Этого единственого оставшегося на ногах рослого здорового мужчину звали Вальтер. В Бремене о нем говорили всякое, и, не будь он сенатором, его бы давно обвинили в черной магии и колдовстве. Господин Вальтер, в сущности, был ремесленником – золотых дел мастером, но в гильдии он обратил на себя внимание, стал старшиной цеха, а затем прошел и в сенат. Он не ударил лицом в грязь, пил вдвое больше, чем оба гостя вместе взятые, им даже стало жутковато, – он рассудка не потерял, а у полковника уже мутилось в глазах и в голове словно колесо вертелось. Каждый раз, осушив бокал, сенатор Вальтер совал руку под шляпу, и стремянному чудилось, будто над его черными, как вороново крыло, волосами подымается голубоватое облачко, легкое, как дымка. Вальтер пил и пил, пока полковник Кунстштюкер не положил тихонько голову на живот бургомистру и не погрузился в блаженный сон.
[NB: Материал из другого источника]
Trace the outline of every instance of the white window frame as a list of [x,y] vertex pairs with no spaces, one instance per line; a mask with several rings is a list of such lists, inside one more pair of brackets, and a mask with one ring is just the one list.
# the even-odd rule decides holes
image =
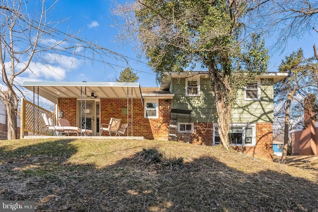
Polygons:
[[[196,87],[193,86],[194,88],[197,88],[198,89],[198,93],[196,94],[191,94],[188,93],[188,88],[189,87],[188,83],[191,81],[196,81],[197,82],[197,85]],[[200,80],[199,77],[190,77],[185,79],[185,96],[200,96]]]
[[[181,130],[180,129],[180,125],[191,125],[190,130]],[[194,132],[194,123],[190,122],[179,122],[178,123],[178,133],[193,133]]]
[[[242,144],[230,143],[232,146],[255,146],[256,145],[256,124],[231,124],[230,128],[241,127],[242,129]],[[219,128],[219,125],[217,123],[213,124],[213,145],[217,145],[218,143],[215,143],[215,132],[216,128]],[[252,143],[245,143],[245,132],[246,129],[247,128],[252,128]]]
[[249,90],[254,90],[256,89],[247,89],[247,85],[245,86],[245,89],[244,89],[244,98],[245,100],[247,101],[255,101],[255,100],[260,100],[260,80],[258,79],[257,81],[255,81],[254,82],[252,82],[251,83],[248,84],[252,84],[255,82],[257,83],[257,98],[248,98],[246,95],[246,91]]
[[[155,109],[147,109],[147,103],[156,103]],[[158,119],[159,117],[159,101],[158,99],[145,99],[144,107],[144,115],[145,119]],[[156,110],[156,116],[148,116],[147,110]]]

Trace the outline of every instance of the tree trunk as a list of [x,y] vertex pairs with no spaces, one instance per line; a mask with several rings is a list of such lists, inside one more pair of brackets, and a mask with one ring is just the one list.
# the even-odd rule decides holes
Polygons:
[[286,101],[286,112],[285,116],[285,128],[284,129],[284,147],[281,158],[281,162],[284,163],[286,159],[287,155],[287,148],[288,148],[288,141],[289,140],[289,124],[290,114],[290,104],[292,99],[296,92],[296,90],[294,90],[292,92],[289,93]]
[[14,140],[16,139],[15,136],[16,130],[14,128],[14,121],[13,119],[12,108],[11,105],[6,104],[6,115],[7,116],[7,139],[8,140]]
[[[229,97],[232,94],[232,90],[226,88],[229,88],[230,85],[227,77],[220,78],[220,76],[217,73],[210,71],[210,78],[212,82],[212,85],[215,94],[215,104],[218,116],[218,124],[219,135],[221,142],[227,149],[230,148],[230,141],[229,133],[230,132],[230,125],[231,118],[231,101],[229,101]],[[222,86],[220,83],[223,83]],[[228,84],[225,84],[228,83]],[[222,87],[223,89],[222,89]]]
Тут сенатор Вальтер со странной улыбкой обратился к писарю: «Любезный кумпан, вид у тебя важный, но, сдается мне, ты лучше справляешься со скребницей, чем с пером». Писарь обомлел. «Что вы имеете в виду, сударь? – сказал он. – Я надеюсь, вы это не всерьез, не забывайте, я писарь посольства его величества».
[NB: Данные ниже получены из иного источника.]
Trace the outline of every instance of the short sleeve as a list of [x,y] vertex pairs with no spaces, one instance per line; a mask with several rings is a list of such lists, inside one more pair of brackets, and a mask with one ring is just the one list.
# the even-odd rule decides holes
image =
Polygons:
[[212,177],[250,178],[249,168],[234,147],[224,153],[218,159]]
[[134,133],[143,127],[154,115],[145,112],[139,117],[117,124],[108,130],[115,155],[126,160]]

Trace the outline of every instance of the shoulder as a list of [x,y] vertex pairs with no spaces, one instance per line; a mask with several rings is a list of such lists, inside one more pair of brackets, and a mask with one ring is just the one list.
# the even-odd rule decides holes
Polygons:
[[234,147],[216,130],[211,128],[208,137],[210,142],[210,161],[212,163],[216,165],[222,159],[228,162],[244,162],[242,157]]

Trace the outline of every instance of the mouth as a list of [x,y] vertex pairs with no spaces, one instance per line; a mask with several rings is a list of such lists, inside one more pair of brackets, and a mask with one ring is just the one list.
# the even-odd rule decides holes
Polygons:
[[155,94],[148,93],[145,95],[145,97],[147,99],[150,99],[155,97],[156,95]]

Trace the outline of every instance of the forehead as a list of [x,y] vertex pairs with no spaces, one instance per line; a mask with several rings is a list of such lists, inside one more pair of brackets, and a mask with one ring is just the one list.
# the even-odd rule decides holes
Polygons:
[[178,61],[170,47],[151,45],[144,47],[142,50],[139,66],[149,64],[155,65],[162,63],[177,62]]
«Ха-ха-ха! – громко расхохотался Вальтер. – С каких это пор подлинные посольские писари ходят в таких балахонах и пишут на заседаниях такими перьями?» Тут стремянный увидал, что он в своей рабочей одежде конюха, а в руке у него – вот так штука! – самая обыкновенная скребница. Он пришел в ужас; понял, что правда обнаружена, и от страха не знал, куда деться. Но господин Вальтер как-то странно и насмешливо улыбнулся и одним махом выпил за его здоровье полторы кварты вина, потом сунул руку за ухо, и стремянный явственно увидел, как у него над головой поднялась легкая дымка. «Боже меня упаси, сударь, пить с вами впредь, – вырвалось у него, – вы, как я теперь думаю, чернокнижник и на всякие штуки мастер».
«Это еще как сказать, – ответил Вальтер спокойно и дружелюбно, – но тебе, дражайший конюх, мало поможет, если ты и дальше будешь пытаться меня перепить: я ввинтил себе в мозг крошечный кран, через него винные пары выходят наружу. Вот смотри!» Он выпил большой бокал вина, поворотился затылком к Бездоннеру, разобрал на макушке волосы – и, гляди-ка! – у него из головы, словно из бочки, торчал крохотный серебряный кран. Он повернул втулочку, и сразу же оттуда вышел голубоватый дымок. Теперь стало понятно, что винный дух нисколько не отягощает мозг.